Review of the hospital "Sterilization Logs for Emergent Sterilization" labeled "Autoclave between operating rooms 3-5" revealed the patella clamp was sterilized in the pre-vac cycle because there was only one (1) clamp on the following dates: 02/04/14, 02/11/14 and 03/25/14.
Physician #2 confirmed during an interview conducted on 04/01/14, the patella clamp mentioned is no longer manufactured and the physician does not like to use any other clamp, therefore, the patella clamp is sterilized using the immediate use cycle.

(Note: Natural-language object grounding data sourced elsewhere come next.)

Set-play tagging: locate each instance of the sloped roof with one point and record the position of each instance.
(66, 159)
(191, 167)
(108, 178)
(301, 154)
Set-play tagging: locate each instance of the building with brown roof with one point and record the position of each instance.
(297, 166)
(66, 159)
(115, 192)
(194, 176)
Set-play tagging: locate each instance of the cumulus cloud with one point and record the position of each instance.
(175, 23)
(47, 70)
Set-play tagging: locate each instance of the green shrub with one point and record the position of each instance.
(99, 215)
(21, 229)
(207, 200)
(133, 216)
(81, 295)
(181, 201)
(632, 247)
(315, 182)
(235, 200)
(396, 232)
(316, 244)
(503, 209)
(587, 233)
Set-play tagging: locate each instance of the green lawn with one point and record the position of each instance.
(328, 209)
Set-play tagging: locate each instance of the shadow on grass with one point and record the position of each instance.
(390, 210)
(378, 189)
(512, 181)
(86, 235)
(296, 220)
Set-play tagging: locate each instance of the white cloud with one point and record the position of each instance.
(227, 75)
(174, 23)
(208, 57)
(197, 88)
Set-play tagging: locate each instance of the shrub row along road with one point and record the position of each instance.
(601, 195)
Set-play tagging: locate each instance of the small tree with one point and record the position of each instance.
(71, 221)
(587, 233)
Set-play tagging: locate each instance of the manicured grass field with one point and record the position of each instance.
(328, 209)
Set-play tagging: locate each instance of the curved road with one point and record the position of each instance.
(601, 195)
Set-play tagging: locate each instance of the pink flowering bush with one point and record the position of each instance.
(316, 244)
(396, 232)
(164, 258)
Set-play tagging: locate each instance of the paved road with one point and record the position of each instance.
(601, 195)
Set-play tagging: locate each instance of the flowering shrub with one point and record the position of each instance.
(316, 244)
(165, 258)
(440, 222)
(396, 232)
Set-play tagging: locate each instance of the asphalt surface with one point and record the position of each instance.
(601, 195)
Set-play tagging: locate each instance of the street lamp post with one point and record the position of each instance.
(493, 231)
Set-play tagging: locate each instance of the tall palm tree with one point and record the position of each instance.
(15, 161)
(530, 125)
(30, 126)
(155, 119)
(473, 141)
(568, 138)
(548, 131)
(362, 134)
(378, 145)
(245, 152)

The Director of Nursing confirmed the above findings during the same interview.
2. AORN Perioperative Standards and Recommended Practices For Inpatient and Ambulatory Settings 2014 Edition; Recommendation II.h. pg. 52 requires: "...Fanny packs, backpacks, and brief cases should not be taken into the semi restricted or restricted areas...Pathogens...shown to survive on fabrics and plastics.... "
Observation of Operating Room #6 on 04/01/14 at 1300 hours, revealed a brown colored bag on a metal stand located near the anesthesia machine. The nurses in the room stated the bag belonged to the anesthesiologist.
The Director of Nursing confirmed the location of the brown bag in the restricted area of the operating room during an interview conducted on 04/01/14.